Once deployed, you can call any configured model through the same endpoint using the OpenAI Python client:

from openai import OpenAI

# Initialize client pointing to your Service
client = OpenAI(
    base_url="https://<service-id>.services.ubiops.com/v1",
    api_key="not-needed",
    default_headers={"Authorization": "<YOUR_UBIOPS_TOKEN>"}
)

# Call your first model
response = client.chat.completions.create(
    model="my-mistral-model",
    messages=[{"role": "user", "content": "Explain quantum computing in one sentence"}]
)
print(response.choices[0].message.content)
# Output: "Quantum computing uses quantum mechanics principles like superposition 
# and entanglement to perform calculations exponentially faster than classical 
# computers for certain problems."

# Call your second model through the same proxy
response = client.chat.completions.create(
    model="my-llama-model",
    messages=[{"role": "user", "content": "What is the capital of France?"}]
)
print(response.choices[0].message.content)
# Output: "The capital of France is Paris."

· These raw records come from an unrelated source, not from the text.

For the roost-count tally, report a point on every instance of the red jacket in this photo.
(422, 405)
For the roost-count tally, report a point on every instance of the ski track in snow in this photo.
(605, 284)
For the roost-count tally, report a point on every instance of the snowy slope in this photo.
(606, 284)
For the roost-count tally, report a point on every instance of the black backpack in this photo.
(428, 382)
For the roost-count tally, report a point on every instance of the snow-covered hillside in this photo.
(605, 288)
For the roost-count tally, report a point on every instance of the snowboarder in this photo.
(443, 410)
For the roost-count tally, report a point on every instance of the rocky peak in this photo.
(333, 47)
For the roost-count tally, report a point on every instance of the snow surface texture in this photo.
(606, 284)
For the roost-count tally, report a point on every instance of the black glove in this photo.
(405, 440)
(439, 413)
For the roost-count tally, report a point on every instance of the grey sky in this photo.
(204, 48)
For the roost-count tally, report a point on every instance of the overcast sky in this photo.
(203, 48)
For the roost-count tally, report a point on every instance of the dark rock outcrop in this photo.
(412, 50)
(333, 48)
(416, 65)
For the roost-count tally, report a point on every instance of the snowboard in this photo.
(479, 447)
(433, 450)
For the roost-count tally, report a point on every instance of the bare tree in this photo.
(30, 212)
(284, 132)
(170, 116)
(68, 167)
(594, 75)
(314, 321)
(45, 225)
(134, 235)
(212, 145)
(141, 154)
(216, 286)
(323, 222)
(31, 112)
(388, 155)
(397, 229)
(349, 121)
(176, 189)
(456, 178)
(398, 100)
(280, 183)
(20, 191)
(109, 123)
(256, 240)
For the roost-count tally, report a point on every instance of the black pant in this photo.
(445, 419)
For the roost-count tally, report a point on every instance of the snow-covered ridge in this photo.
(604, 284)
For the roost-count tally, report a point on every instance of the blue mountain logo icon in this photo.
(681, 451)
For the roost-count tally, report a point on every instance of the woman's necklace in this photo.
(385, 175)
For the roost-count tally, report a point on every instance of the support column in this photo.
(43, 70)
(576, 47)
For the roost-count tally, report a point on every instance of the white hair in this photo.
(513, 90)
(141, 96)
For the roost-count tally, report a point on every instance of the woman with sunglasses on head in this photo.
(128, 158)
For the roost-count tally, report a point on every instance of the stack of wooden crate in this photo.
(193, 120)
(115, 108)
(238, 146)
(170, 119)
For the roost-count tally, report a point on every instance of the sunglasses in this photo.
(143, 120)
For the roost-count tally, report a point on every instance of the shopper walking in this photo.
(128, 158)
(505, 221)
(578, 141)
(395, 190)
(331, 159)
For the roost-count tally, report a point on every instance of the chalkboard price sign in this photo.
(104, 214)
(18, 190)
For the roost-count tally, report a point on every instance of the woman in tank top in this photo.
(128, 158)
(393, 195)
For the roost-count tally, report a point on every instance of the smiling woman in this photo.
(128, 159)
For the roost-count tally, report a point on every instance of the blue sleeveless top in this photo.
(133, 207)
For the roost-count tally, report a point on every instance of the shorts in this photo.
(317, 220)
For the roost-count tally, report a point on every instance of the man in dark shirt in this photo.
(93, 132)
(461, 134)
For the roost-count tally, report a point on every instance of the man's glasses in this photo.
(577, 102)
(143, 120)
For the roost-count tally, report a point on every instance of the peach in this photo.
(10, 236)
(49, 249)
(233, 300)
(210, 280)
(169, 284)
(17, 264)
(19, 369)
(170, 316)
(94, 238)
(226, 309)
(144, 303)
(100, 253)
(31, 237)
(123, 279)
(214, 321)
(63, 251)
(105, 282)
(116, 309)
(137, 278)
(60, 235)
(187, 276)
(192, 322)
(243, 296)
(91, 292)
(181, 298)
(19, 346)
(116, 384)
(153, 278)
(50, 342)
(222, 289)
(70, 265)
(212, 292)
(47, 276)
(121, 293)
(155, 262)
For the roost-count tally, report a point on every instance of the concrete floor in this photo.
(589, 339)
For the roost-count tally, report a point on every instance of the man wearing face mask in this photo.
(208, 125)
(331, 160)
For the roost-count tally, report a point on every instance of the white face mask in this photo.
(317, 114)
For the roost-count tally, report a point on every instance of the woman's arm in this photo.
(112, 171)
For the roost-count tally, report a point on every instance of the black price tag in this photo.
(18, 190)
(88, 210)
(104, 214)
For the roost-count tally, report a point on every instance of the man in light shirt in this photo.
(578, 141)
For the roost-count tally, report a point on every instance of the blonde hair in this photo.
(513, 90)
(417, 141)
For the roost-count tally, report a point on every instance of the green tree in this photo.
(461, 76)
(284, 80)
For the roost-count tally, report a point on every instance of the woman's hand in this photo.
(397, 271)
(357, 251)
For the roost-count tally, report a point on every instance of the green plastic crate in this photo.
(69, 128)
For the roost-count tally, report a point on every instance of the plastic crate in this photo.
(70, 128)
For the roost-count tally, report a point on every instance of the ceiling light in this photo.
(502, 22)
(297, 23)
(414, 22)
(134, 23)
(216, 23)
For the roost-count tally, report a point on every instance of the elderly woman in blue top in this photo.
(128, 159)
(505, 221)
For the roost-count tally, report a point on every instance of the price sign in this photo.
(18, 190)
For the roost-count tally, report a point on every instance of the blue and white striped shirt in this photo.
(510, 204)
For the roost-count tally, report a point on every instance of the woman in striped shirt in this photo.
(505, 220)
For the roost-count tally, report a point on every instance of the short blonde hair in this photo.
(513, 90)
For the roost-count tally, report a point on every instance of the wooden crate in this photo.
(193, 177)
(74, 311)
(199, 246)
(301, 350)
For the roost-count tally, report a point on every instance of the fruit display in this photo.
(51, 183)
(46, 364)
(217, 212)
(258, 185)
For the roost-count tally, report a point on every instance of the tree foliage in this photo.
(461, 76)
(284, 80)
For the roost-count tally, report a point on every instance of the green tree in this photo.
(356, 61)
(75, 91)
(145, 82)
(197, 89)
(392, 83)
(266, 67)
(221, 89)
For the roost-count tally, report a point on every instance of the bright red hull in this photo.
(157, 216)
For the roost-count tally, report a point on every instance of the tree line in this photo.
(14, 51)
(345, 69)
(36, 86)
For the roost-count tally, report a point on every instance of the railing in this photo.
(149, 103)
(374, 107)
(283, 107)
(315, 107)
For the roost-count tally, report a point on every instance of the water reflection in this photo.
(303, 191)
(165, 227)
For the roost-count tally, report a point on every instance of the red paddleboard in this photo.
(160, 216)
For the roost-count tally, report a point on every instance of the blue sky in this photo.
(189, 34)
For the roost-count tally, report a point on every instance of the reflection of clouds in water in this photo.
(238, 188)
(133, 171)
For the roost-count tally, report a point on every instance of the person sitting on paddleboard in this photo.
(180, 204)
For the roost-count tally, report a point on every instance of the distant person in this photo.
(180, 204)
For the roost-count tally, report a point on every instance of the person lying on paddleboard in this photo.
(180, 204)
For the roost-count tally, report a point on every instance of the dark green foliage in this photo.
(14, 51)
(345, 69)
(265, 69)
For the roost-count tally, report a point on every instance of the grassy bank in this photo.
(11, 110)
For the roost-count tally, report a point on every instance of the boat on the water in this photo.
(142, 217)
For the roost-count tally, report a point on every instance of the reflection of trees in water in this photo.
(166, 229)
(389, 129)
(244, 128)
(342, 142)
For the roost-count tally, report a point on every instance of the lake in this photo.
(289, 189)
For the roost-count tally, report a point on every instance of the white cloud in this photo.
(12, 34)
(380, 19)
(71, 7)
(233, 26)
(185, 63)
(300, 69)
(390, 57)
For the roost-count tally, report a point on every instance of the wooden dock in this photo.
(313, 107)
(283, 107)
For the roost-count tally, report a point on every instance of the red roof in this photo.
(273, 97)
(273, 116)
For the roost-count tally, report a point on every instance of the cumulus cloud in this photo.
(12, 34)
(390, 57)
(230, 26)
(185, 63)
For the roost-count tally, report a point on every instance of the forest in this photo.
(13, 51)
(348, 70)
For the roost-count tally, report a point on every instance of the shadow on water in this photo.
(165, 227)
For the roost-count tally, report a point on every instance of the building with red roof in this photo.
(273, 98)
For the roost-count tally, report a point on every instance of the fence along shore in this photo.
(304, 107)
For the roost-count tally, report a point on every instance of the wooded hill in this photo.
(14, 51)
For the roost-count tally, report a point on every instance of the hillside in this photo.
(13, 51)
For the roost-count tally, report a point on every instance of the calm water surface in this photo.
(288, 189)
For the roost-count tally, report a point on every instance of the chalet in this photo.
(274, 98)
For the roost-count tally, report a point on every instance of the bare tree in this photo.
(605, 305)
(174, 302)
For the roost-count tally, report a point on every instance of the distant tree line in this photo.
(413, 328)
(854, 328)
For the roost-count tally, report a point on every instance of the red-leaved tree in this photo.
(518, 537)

You can also use streaming responses:

stream = client.chat.completions.create(
    model="my-mistral-model",
    messages=[{"role": "user", "content": "Count to 5"}],
    stream=True
)

for chunk in stream:
    if chunk.choices[0].delta.content:
        print(chunk.choices[0].delta.content, end="", flush=True)
# Output: "1, 2, 3, 4, 5"

Benefits

  • Single endpoint for multiple models
  • Permission-based access - users can only call models they have UbiOps access to
  • OpenAI compatibility - use standard OpenAI clients and tools

OpenTelemetry Metrics (Optional)

Add observability by including the OpenTelemetry SDK in requirements.txt:

litellm[proxy]
requests
opentelemetry-api
opentelemetry-sdk
opentelemetry-exporter-otlp

Then configure the collector in config.yaml:

litellm_settings:
  success_callback: ["otel"]

otel_config:
  exporter: otlp_http
  endpoint: "http://your-collector:4318"

This pushes metrics to your observability platform for monitoring latency and usage patterns across all models.